Noyée dans un système dans lequel elle intéragit EN RAISON DE SES PROPRES FAILLES, elle ne parvient pas « à lâcher », et à échapper à la relation.
Elle y demeure, entre colère, confusion, tristesse et ruminations, essayant de se convaincre ponctuellement qu’elle « se fait des idées ».

INSIDIEUSEMENT PLONGÉE DANS UN ÉTAT QUASI SCHIZOPHRÉNIQUE , LA VICTIME DU PN SE RETROUVE PORTEUSE DE SA FOLIE.

Racamier (Psychiatre psychanalyste, “Les perversions narcissiques”) est le premier à avoir dit : “cette pathologie est chez l’un, mais s’exprime chez l’autre”.

A l’instar de Cécile qui appris à se faire confiance, et à rejeter les manoeuvres malsaines de son père, il est utile de travailler sur ses FAILLES lorsqu’on a vécu une relation avec un manipulateur malveillant.

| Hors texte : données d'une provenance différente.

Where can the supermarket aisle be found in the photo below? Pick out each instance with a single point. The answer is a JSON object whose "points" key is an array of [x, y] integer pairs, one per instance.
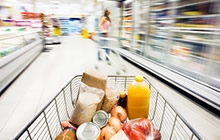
{"points": [[45, 77]]}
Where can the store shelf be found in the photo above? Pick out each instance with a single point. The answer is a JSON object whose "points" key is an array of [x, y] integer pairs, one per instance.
{"points": [[16, 53], [199, 16]]}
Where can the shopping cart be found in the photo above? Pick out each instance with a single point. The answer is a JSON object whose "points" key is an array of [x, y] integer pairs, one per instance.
{"points": [[114, 58], [47, 123]]}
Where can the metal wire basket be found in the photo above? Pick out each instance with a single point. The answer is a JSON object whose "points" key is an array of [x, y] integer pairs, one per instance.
{"points": [[47, 123]]}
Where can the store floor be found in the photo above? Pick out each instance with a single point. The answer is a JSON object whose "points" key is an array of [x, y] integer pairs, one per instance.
{"points": [[51, 71]]}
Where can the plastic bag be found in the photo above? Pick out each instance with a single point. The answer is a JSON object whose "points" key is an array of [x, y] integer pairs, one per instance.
{"points": [[139, 129], [111, 96], [86, 106]]}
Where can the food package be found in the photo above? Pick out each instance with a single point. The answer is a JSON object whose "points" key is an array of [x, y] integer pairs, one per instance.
{"points": [[139, 128], [94, 79], [120, 135], [111, 97], [87, 103]]}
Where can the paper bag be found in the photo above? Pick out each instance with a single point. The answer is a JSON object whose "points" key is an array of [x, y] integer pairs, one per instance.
{"points": [[95, 79]]}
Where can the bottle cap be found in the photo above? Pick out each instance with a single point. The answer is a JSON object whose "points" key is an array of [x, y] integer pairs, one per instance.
{"points": [[100, 118], [122, 94], [139, 78], [88, 131]]}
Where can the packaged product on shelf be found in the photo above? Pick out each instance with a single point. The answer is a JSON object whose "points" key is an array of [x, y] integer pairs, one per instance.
{"points": [[94, 79], [87, 103], [111, 96]]}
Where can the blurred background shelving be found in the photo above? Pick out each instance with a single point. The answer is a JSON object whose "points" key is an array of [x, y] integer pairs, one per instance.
{"points": [[182, 35]]}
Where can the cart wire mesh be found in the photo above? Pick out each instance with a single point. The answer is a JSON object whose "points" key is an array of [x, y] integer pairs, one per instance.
{"points": [[46, 125]]}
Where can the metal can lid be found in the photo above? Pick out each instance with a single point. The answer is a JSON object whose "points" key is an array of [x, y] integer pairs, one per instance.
{"points": [[100, 118], [88, 131]]}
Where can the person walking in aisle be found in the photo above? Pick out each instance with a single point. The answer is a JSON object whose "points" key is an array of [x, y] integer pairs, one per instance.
{"points": [[104, 25]]}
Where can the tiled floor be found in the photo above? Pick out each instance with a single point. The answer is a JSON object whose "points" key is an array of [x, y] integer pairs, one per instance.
{"points": [[51, 70]]}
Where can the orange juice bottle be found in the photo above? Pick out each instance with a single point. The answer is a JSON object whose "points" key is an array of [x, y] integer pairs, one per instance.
{"points": [[138, 98]]}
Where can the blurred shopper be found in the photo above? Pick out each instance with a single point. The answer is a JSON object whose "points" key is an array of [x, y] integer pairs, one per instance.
{"points": [[104, 25]]}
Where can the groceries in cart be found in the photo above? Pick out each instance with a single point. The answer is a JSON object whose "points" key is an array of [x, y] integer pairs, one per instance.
{"points": [[99, 115]]}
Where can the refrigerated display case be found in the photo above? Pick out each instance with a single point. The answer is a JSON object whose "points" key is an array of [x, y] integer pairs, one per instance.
{"points": [[127, 24], [180, 35], [17, 51]]}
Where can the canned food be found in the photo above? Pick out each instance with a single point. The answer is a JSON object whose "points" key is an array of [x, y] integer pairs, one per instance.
{"points": [[88, 131], [100, 118]]}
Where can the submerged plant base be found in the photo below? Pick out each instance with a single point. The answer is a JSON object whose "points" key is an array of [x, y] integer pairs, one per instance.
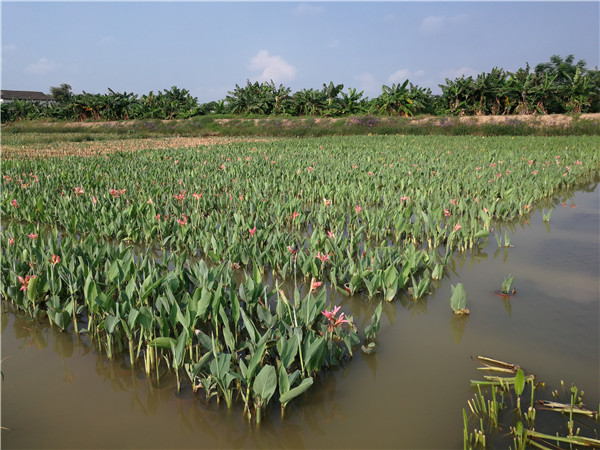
{"points": [[510, 390], [505, 294]]}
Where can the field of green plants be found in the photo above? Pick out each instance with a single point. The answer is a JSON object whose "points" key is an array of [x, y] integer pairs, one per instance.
{"points": [[220, 262]]}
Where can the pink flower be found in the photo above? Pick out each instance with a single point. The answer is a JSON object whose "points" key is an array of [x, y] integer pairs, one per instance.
{"points": [[25, 282], [334, 322], [323, 257], [314, 285], [183, 221]]}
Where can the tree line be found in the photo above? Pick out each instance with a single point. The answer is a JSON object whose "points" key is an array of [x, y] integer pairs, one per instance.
{"points": [[558, 86]]}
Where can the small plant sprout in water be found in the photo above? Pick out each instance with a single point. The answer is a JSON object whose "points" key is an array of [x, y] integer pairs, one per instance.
{"points": [[507, 286], [458, 301], [371, 331], [506, 239]]}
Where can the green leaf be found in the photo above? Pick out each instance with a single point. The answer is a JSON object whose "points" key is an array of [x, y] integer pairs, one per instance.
{"points": [[519, 382], [162, 342], [295, 392], [265, 384], [459, 297]]}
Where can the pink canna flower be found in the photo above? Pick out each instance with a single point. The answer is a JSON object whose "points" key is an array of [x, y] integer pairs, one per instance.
{"points": [[25, 282], [183, 220], [323, 257], [333, 321], [314, 285]]}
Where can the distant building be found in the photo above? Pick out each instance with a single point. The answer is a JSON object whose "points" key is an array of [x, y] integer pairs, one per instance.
{"points": [[31, 96]]}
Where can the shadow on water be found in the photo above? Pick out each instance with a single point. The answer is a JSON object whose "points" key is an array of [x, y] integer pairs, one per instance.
{"points": [[59, 390]]}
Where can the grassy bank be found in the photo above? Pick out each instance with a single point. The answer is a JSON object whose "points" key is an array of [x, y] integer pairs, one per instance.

Que ce soit un parent ou un conjoint.

Les blessures d’enfance font le lit de la relation perverse, et il est INDISPENSABLE de se remettre en question et d’envisager un travail sur soi, lorsqu’on a intéragi avec un pervers.
Il est d’ailleurs courant que le schéma relationnel délétère se répète lorsque la victime ne prend pas conscience du caractère extrèmement malsain de ce qu’elle vit, ou a vécu.

Accepter qu’on ait pu prendre part à la folie du fonctionnement pervers, afin de pouvoir s’en extirper de la manière la plus consciente possible, est la clé de la libération.
Continuer à intéragir dans des relations toxiques et perverses, lorsqu’on les a identifiées comme telles, signifie donc être responsable de son propre malheur.
En effet, une personnalité perverse ne change pas (il s’agit d’une structure et non d’un trait de caractère), et c’est à celui qui a accepté ce fonctionnement un temps, de se remettre en question.
La victime, généralement seulement névrosée, est capable de ce travail d’introspection… même s’il faut beaucoup de courage et d’intelligence pour entreprendre cette démarche libératoire.

Le processus, largement facilité par un accompagnement en séance, permet aux anciennes victimes de clarifier leur situation, d’identifier leurs forces et leur fragilités, et de travailler sur une sorte de résurrection.
Petit à petit la victime sort de la prison psychique dans laquelle elle a été enfermée, et échappe à l’ingrat statut de victime/complice, pour redevenir elle-même.

Dans le cas d’une relation perverse, le travail d’accompagnement doit être adapté à cette problématique spécifique.

C’est ce que je propose, en associant une approche psychanalytique et un processus dynamique de coaching.
Si à moyen terme, l’objectif est une véritable renaissance, à court terme, (dès les premières séances) la personne accompagnée ressent un mieux-être précieux au quotidien.

« Si la folie existe plus qu’on ne veut bien le croire ou le dire, si elle se dérobe au discernement sous de fausses apparences de normalité, il est néanmoins possible de la repérer, de s’en protéger, et de s’en dégager ».